Рабочий глубоко затянулся, почесал щетинистый подбородок, смерил насмешливыми глазами Козинова и ответил:

— А потому, что я — «Иван по матушке-Руси». Ты — председатель рабочкома? А чего ты соглашаешься на такую дикость — гнать семейников. Думаешь, баб и ребятню мы зазря приволокли? Ошибаешься, товарищ! К примеру, я — с малых лет, от отца, от деда — мостовик. Правильно, отец мой был сезонником, а я с двадцать третьего года такой, как есть, и член профсоюза. Отец хозяйство и дом просезонил, пало там все, мне досталось одно веретье. К тому же и подходы к жизни, к людям теперь новые — я по своему рабочему положению ношу не лапти, а сапоги, и в деревне кажусь буржуем: у него сапоги, он из городов тыщи носит, в налог его! Не хотят понимать, что я середка на половинке, не мужик и не пролетарий. И весят на шею мне буржуя. Знаешь, рассчитываться за буржуя мало сласти, я и пристал к берегу: землю сдал обществу, халупу по боку, поднял вот их на плечи и езжу. Ты поспрошай, много ли осталось от старого сезонника? Почти все «Иваны по матушке-Руси» — самый что ни на есть неустроенный пролетарьят.

— Мы на это не рассчитывали, — признался Козинов.

— Теперь рассчитывать надо. Сезонник во как в пролетария переходит! А у пролетария известно: куда сам, туда и хвост. А раз так, семьи наши девать некуда.
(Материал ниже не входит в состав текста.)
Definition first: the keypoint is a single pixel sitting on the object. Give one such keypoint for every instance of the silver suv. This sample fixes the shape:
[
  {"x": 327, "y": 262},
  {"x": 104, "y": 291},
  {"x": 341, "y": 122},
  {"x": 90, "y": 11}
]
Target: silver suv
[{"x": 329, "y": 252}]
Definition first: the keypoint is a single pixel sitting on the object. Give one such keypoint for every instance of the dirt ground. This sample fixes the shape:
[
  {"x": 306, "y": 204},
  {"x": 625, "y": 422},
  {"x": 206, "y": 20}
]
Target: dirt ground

Если мы сами надобны, тогда и жен наших и детей принимайте!

Козинов опросил несколько десятков человек, половина из них оказалась «Иванами», и посоветовал Елкину, прежде чем бороться с наплывом семейников, обойти бараки и выслушать людей.

В одно из утр, когда бараки и палатки гудели истошными криками спозарань разбуженных ребятишек, Елкин и Фомин начали обход жилищ.

Елкин молча, хмуро поглядывал на изъеденных клопами сосунков, на полуголых подростков и усталых озлобленных женщин. Перед лицом этой нужды ему было стыдно за свое распоряжение — не принимать семейников.

Фомин хотел проникнуть глубже в эту картину и выспрашивал:

— Давно ли порвана связь с деревней? Где и когда работали последний раз? Почему так обеднели? Какая специальность? Сколько в бараке работников и сколько иждивенцев?

Тридцать процентов нагольного строительного пролетариата, утратившего всякую связь с хозяйством и землей. Число иждивенцев намного больше числа работников. Месяцы, проведенные в поездах «максимках» в поисках работы.

— Что вы скажете? — спросил Елкин Фомина, когда они из духоты бараков вышли на площадь, пахнущую степным утром и тянь-шаньскими свежими бревнами. — Я думаю, нужно как-то устроить.

— Этих? Да… — согласился Фомин. — Признаюсь, меня берет беспокойство за наши планы.

Они долго ходили берегом речушки, пока не обдумали со всех сторон вопрос о семейниках.

Семейникам отвели место для расселения, отпустили бревен, досок, кирпича, стекла (из брака), и в несколько дней на берегу реки отстроилась новая улица землянушек, с маленькими составными оконцами на горячий, искрящийся под солнцем песчаный раздол. Речушка обратилась в ванну, постоянно наполненную барахтающимися голыми ребятенками.